1.3.4.4 Gekozen model

Er diende één model gekozen te worden om als basis te dienen voor het onderzoek in deze masterproef. De keuze wordt gemaakt uit de IDT van Rogers (1995), het TAM van Davis (1989) en het UTAUT-model van Venkatesh et al (2003).

Hoewel de IDT reeds als basis diende voor veel adoptiemodellen, richt dit model zich meer op de verspreiding van een technologie en niet op de adoptie ervan (Delanghe, Van Looy, & Vermeulen, 2017). Aangezien dit onderzoek het acceptatiegedrag van robotica probeert te verklaren, is een keuze voor één van de twee andere modellen logischer.

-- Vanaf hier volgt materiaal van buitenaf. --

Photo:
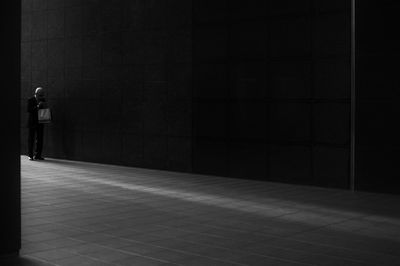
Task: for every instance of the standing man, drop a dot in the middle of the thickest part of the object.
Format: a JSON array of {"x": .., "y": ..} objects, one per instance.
[{"x": 35, "y": 128}]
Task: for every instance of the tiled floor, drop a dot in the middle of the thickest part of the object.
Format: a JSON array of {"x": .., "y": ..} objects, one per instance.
[{"x": 77, "y": 213}]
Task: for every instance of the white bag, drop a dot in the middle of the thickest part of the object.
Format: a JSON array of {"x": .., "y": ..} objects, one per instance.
[{"x": 44, "y": 115}]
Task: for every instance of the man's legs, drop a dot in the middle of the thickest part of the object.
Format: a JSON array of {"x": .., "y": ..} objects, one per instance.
[
  {"x": 31, "y": 140},
  {"x": 39, "y": 141}
]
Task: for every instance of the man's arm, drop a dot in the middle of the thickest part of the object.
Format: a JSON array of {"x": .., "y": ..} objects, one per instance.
[{"x": 31, "y": 106}]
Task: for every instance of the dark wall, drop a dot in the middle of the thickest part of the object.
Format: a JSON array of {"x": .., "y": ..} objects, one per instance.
[
  {"x": 377, "y": 84},
  {"x": 10, "y": 180},
  {"x": 271, "y": 86},
  {"x": 256, "y": 90},
  {"x": 118, "y": 77}
]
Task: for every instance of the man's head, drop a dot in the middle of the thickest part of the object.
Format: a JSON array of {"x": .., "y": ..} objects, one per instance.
[{"x": 39, "y": 93}]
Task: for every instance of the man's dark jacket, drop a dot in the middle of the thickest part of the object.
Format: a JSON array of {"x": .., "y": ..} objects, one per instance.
[{"x": 33, "y": 112}]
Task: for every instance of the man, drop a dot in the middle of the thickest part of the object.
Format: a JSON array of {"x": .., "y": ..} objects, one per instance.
[{"x": 35, "y": 128}]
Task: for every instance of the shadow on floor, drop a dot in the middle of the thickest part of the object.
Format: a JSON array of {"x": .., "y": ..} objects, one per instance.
[{"x": 22, "y": 261}]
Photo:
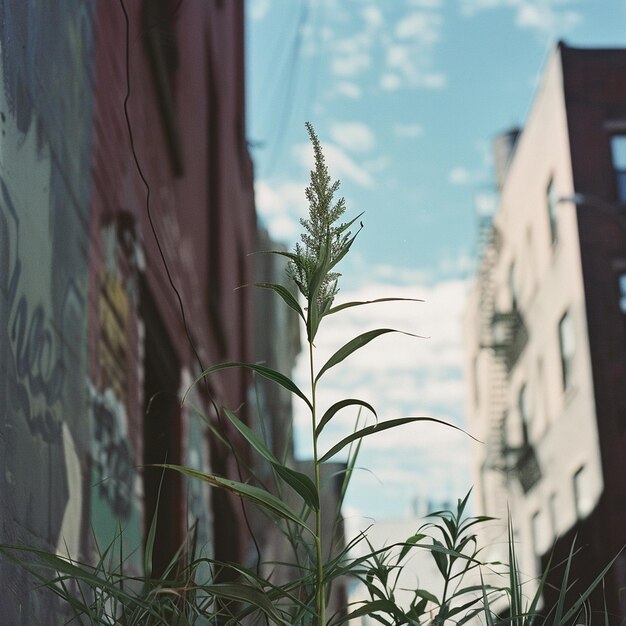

Het TAM en het UTAUT-model komen in grote lijnen overeen. Het UTAUT-model is namelijk, zoals in 1.3.4.3 beschreven, gebaseerd op het TAM en nam daarbij de beste eigenschappen van het TAM over. Daarnaast werden aan het UTAUT-model nog constructen toegevoegd in vergelijking met het TAM, waardoor het UTAUT-model met meer factoren rekening houdt. Tot slot is het UTAUT-model reeds breed getest geweest en heeft het een verklaringskracht van 70 procent.

Om bovenstaande redenen werd geopteerd om het UTAUT-model in dit onderzoek als basismodel naar voren te schuiven.